Take a break between writing and proofreading. You should have a clear mind and enough time to do a quality editing of your draft.
Follow these ten steps to conduct an effective editing:
1. Start editing your essay with the spellchecker and grammar checker option on your computer.
2. The next stage aims to check on the content of your writing. Print out the copy of your essay and edit it manually. Read the thesis and see if it:
• is clear and easy to grasp?
• reflects the content of the essay? If not, rewrite it.
3. Then go on to editing the introduction. Make sure that it is concise and adequately developed. It should be not just a statement of your intentions and opinion.
4. Check if each paragraph contains relevant information and is free of meaningless sentences. There should be transition sentences linking the paragraphs. Otherwise your writing will look jerky without a clear transition from one point into the next. Try reading backwards, a sentence at a time. You will be able to focus on the sentences, rather than on the content of your essay. Refine your sentences and make them smooth and clear. Get rid of too long sentences. Pay attention to the rhythm of your writing: vary sentence lengths and patterns.
5. The conclusion is the last thing the professors read and the first thing they remember.
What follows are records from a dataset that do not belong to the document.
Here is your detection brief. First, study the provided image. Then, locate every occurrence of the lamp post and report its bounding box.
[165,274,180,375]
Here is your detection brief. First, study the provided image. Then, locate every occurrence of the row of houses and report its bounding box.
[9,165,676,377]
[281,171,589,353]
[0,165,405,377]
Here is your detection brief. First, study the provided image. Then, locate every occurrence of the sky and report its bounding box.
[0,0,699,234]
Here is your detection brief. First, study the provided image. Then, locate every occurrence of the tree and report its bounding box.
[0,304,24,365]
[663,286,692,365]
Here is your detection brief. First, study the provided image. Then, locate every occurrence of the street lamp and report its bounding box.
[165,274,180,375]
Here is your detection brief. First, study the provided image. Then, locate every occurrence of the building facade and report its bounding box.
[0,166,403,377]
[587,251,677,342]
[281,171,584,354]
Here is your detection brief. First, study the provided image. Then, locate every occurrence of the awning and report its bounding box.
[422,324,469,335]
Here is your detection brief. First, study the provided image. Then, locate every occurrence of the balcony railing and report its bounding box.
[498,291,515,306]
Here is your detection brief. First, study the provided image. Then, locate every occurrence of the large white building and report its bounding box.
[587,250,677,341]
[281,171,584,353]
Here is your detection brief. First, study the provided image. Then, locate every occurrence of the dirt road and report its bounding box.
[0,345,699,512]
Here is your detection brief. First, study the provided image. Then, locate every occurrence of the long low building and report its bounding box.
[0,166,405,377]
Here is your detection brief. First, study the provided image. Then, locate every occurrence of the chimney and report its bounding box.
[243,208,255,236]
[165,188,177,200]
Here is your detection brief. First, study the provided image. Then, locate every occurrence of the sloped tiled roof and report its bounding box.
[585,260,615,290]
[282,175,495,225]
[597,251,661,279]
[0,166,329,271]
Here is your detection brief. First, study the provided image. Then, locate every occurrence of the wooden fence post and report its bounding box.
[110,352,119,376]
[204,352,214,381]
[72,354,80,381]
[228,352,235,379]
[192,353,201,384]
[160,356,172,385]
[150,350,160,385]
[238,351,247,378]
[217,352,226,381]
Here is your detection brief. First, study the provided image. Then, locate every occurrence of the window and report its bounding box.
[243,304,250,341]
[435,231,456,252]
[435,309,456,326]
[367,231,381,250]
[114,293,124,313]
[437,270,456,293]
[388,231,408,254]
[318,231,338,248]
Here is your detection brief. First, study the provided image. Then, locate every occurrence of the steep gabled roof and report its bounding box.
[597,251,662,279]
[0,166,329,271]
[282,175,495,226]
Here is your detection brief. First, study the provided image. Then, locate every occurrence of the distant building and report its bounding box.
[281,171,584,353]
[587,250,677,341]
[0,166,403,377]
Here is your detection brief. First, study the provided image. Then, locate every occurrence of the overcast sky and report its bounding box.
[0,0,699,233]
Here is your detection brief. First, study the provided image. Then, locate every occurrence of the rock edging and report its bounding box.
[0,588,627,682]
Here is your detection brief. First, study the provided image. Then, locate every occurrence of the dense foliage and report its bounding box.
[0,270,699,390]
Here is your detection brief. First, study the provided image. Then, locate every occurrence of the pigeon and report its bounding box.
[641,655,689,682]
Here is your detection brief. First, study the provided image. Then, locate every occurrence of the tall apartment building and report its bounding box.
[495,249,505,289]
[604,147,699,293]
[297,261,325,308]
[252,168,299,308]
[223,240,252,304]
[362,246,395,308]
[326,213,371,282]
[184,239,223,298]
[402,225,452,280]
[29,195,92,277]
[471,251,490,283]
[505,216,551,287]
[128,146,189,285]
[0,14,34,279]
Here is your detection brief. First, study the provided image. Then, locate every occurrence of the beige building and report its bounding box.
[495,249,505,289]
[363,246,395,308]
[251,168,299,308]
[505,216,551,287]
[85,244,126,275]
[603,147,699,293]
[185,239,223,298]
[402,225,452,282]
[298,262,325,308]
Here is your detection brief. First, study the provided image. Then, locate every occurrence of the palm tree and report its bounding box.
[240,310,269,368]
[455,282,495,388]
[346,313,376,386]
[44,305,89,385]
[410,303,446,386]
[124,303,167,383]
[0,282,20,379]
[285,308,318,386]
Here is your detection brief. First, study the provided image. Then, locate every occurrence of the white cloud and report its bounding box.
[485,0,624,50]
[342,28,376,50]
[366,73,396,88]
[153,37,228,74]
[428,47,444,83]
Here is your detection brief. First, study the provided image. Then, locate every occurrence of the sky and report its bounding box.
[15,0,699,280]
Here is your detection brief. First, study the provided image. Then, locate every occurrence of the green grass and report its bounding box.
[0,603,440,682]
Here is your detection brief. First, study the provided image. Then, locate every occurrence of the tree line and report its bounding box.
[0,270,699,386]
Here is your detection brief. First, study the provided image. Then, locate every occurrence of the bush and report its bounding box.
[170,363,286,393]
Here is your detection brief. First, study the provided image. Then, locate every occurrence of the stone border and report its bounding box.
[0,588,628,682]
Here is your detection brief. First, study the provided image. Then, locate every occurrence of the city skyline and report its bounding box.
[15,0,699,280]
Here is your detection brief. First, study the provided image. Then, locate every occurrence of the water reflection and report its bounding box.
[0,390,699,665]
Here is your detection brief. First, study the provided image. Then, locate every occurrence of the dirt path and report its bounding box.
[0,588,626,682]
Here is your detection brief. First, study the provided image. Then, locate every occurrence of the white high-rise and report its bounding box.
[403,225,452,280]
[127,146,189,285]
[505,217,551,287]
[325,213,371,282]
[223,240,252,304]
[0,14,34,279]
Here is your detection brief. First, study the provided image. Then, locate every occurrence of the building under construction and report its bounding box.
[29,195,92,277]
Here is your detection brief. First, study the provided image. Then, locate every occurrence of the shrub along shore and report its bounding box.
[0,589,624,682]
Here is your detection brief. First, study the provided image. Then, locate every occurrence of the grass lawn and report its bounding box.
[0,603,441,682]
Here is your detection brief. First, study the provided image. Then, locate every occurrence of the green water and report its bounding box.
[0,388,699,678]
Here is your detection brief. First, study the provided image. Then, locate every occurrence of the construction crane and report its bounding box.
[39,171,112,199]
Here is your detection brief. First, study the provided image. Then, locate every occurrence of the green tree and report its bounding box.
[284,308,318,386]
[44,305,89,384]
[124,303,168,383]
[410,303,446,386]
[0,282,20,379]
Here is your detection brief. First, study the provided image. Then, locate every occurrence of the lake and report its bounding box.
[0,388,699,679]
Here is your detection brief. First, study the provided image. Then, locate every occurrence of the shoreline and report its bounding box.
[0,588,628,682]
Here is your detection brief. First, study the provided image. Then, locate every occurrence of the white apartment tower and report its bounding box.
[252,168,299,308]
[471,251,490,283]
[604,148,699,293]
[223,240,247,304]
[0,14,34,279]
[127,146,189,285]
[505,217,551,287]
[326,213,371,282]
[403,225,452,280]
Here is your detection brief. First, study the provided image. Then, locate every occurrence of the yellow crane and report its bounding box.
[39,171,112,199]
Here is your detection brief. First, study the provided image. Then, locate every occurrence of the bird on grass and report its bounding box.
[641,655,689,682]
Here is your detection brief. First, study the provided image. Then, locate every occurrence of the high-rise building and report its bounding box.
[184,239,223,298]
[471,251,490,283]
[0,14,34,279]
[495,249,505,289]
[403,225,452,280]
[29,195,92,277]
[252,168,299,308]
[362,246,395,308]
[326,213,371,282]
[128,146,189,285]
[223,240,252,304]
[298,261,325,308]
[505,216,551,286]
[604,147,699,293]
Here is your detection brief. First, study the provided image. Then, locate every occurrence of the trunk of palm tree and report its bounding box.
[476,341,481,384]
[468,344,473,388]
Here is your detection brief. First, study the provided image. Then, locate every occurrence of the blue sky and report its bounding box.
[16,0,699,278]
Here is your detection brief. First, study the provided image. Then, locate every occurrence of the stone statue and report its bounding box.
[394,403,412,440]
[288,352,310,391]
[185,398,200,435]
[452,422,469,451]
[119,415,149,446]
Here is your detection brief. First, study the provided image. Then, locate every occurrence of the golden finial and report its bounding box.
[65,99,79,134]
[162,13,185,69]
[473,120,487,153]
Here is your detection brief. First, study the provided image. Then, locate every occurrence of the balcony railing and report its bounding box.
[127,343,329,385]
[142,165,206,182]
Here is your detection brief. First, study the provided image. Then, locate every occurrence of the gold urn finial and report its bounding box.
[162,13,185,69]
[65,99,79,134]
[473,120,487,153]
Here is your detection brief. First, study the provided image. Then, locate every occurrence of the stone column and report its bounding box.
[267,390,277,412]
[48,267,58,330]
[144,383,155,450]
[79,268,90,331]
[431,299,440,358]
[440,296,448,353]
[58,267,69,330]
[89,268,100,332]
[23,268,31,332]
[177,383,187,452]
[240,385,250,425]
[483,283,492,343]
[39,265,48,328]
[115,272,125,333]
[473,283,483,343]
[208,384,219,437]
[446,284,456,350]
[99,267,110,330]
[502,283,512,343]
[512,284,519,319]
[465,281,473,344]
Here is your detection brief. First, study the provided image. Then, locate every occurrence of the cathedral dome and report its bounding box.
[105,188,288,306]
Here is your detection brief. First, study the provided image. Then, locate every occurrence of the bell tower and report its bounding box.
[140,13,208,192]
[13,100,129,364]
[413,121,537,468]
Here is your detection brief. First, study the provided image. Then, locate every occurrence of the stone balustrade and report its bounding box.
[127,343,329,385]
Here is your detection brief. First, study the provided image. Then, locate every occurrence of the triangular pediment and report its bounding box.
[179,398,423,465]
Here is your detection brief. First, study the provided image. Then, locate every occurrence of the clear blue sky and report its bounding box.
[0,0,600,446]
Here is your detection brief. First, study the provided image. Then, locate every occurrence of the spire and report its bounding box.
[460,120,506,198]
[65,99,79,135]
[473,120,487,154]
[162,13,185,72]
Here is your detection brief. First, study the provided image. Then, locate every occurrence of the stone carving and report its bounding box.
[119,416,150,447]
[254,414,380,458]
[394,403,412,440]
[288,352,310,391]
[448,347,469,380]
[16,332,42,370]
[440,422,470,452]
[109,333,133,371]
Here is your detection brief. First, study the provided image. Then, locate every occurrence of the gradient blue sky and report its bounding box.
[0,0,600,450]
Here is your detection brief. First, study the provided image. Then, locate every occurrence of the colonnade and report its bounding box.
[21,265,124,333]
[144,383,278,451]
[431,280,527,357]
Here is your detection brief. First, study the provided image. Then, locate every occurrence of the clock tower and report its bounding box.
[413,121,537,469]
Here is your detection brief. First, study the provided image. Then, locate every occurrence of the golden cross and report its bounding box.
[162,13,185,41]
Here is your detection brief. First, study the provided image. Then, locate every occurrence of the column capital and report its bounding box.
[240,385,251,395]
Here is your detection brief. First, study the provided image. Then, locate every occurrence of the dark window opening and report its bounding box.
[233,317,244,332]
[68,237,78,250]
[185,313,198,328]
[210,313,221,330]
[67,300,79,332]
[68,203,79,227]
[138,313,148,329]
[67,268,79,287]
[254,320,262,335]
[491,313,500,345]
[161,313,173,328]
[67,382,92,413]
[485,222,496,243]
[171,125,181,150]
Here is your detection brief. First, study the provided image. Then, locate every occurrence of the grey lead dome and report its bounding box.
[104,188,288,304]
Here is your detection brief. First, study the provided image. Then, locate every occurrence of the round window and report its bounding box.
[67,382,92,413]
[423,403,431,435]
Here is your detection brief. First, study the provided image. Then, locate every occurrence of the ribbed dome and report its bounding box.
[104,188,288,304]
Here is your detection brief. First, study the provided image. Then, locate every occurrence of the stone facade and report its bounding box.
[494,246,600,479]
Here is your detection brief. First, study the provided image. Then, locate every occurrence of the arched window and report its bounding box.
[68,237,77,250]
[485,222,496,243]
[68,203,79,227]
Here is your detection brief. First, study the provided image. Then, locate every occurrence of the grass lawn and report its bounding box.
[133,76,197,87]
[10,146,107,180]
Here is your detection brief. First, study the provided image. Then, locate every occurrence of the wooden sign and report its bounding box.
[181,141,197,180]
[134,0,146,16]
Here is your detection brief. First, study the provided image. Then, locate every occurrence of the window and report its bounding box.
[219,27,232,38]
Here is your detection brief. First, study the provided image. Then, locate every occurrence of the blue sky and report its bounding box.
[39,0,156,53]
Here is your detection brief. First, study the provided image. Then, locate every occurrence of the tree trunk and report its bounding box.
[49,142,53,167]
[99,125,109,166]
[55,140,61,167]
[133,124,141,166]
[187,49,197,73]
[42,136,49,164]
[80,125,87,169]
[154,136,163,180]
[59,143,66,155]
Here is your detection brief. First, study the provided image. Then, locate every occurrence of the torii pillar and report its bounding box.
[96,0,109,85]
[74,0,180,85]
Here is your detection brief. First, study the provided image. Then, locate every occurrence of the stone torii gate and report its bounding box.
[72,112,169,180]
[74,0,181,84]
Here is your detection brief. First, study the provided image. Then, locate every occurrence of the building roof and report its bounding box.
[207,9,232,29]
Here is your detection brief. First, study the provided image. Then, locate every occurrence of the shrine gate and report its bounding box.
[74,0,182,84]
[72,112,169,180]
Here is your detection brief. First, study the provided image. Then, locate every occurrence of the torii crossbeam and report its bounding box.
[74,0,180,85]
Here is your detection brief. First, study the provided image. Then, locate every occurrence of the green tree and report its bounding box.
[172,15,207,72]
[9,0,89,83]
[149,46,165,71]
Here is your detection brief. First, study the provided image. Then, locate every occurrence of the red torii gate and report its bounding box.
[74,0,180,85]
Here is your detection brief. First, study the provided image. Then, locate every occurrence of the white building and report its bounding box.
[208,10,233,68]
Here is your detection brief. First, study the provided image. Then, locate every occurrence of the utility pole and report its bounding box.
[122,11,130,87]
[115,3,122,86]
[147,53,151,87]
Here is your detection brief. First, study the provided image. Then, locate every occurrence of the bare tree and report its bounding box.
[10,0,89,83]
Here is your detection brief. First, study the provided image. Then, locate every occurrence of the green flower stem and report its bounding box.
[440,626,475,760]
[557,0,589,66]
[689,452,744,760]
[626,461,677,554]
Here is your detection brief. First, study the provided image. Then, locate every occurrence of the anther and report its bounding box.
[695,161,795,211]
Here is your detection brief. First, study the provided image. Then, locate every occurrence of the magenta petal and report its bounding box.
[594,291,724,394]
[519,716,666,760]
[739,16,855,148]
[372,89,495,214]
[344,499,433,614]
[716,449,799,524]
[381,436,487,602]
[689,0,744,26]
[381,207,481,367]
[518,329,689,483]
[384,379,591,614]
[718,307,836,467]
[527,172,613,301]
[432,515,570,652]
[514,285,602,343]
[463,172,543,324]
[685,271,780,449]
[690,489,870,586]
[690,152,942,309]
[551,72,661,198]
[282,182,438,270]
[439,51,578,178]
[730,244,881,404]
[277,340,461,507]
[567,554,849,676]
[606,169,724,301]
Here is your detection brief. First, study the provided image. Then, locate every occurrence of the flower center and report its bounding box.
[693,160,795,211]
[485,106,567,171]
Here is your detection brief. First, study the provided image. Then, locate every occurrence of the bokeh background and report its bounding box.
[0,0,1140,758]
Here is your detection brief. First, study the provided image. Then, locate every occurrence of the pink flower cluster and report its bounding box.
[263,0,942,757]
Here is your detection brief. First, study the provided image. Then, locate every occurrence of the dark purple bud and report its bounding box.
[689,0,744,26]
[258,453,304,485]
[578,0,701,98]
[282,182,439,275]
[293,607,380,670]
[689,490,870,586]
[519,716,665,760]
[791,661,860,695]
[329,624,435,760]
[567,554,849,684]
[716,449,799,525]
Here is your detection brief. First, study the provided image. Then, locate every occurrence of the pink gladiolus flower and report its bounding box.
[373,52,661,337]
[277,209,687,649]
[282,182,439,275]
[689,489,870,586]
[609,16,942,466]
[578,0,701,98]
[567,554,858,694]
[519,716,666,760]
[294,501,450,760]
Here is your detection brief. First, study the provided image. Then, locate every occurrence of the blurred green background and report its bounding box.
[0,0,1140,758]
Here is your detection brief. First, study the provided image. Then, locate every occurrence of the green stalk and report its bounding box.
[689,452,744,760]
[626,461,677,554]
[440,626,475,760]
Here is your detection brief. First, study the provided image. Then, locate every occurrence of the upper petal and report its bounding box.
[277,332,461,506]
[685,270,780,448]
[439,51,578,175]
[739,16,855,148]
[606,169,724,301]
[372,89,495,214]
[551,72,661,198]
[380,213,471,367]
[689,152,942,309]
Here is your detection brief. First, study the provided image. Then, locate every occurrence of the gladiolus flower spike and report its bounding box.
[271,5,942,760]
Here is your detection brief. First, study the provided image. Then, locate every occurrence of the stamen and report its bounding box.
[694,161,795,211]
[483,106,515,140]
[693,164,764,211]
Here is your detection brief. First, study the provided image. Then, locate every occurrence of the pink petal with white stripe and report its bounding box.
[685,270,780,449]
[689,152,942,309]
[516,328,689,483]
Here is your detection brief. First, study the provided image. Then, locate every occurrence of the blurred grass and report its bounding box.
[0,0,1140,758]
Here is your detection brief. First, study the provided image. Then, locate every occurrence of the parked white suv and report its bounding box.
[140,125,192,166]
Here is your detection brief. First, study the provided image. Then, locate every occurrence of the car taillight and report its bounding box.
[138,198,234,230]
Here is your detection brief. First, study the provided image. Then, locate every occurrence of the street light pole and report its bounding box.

So make sure it is consistent with the structure of the essay and refers to the thesis statement.
6. Once you have edited the content of your essay, manually check for spelling, grammar, and punctuation errors, as computer checkers sometimes cannot guarantee the absence of errors in your writing. Proofread for one type of error at a time. If commas are your weak point, look through your paper checking only that problem. Then proofread again for the next most frequent problem. Be especially attentive when checking your references. Make sure all the cited and paraphrased material is properly referenced.
7. Read your essay aloud. It will help you to see the difference between what you intended to write and what you actually wrote.
8. Ask somebody to read through your paper and offer suggestions for polishing it.
9. Use a word processor to perform one last spell and grammar check. If time permits, read through it once more before submitting it.